Mit ihrer Allgemeinverfügung nimmt die Stadt Frankfurt am Main die ihr nach Artikel 2 Absatz 2 Satz 1 Grundgesetz übertragene Schutzpflicht für die Gesundheit ihrer Bürger wahr und versucht, einer Überlastung des Gesundheitssystems durch eine unbegrenzte Ausbreitung der Infektion vorzubeugen.
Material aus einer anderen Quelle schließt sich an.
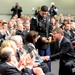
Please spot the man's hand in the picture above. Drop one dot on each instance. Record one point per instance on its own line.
(45, 40)
(46, 58)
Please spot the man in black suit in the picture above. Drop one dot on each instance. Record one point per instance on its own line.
(65, 51)
(16, 10)
(43, 27)
(68, 32)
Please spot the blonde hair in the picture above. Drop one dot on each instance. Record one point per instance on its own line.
(9, 43)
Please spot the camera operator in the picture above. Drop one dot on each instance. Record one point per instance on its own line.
(53, 10)
(16, 10)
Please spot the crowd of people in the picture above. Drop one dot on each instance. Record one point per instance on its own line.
(25, 43)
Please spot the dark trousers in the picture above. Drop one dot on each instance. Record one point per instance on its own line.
(44, 53)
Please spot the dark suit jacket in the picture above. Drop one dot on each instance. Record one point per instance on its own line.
(6, 69)
(66, 34)
(23, 34)
(65, 54)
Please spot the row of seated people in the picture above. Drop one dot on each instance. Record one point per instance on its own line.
(20, 31)
(16, 60)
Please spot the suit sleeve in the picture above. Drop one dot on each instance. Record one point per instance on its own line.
(64, 50)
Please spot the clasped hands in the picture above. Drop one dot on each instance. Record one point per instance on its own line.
(46, 40)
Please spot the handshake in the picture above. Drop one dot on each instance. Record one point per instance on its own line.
(46, 40)
(46, 58)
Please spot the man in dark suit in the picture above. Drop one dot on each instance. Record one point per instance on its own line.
(42, 26)
(68, 32)
(65, 51)
(16, 10)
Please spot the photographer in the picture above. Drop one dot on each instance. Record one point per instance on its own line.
(16, 10)
(53, 10)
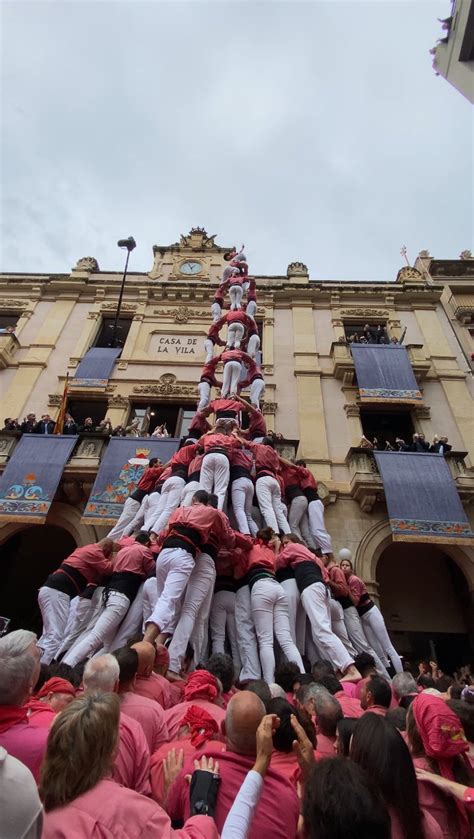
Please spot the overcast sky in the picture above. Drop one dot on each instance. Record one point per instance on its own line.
(312, 131)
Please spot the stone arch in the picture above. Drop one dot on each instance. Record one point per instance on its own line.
(379, 536)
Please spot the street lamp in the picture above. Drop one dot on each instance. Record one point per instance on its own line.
(130, 245)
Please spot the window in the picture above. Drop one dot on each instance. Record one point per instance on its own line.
(387, 425)
(352, 330)
(8, 322)
(106, 331)
(82, 408)
(177, 417)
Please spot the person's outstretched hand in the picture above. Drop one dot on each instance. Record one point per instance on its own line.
(264, 736)
(302, 747)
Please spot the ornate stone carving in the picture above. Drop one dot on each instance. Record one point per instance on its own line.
(167, 385)
(183, 314)
(118, 401)
(269, 407)
(87, 263)
(297, 269)
(8, 303)
(125, 307)
(364, 313)
(407, 274)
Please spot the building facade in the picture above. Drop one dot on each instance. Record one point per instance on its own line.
(311, 398)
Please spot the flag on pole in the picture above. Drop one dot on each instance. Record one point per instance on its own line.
(62, 410)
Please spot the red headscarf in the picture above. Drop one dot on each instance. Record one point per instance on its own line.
(443, 739)
(201, 725)
(162, 655)
(56, 685)
(201, 685)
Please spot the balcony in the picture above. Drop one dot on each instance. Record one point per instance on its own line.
(366, 486)
(9, 344)
(343, 364)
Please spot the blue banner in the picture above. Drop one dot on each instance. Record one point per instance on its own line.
(422, 499)
(384, 373)
(95, 368)
(117, 478)
(32, 475)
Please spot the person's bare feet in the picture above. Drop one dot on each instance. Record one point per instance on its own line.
(351, 675)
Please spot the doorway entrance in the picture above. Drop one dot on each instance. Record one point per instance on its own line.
(26, 559)
(425, 601)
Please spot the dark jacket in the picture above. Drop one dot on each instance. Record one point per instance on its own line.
(45, 427)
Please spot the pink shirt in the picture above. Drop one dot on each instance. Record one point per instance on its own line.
(110, 810)
(26, 742)
(91, 562)
(174, 716)
(150, 716)
(154, 687)
(276, 816)
(132, 764)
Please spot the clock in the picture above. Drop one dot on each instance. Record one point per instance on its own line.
(190, 267)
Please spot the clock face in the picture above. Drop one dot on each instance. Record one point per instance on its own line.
(190, 267)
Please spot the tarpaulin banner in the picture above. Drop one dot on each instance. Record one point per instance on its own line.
(117, 478)
(95, 368)
(32, 475)
(422, 499)
(384, 373)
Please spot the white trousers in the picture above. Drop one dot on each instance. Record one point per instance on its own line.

Da der hessische Verwaltungsgerichtshof in Eilverfahren die letzte Instanz ist, ist die Entscheidung rechtskräftig.
Unabhängig von den nun ergangenen Urteilen bitten Oberbürgermeister Peter Feldmann sowie Gesundheitsdezernent Stefan Majer die Bevölkerung weiterhin, sich an die AHA-L-Regel zu halten: Die Kombination aus Abstand, Hygiene, Alltagsmaske und Lüften sei die wichtigste und effizienteste Waffe im Kampf gegen das Coronavirus. Doch die erwünschte Wirkung können sich nur dann in vollem Umfang entfalten, wenn sich möglichst alle an der Strategie zur Eindämmung des Coronavirus beteiligen.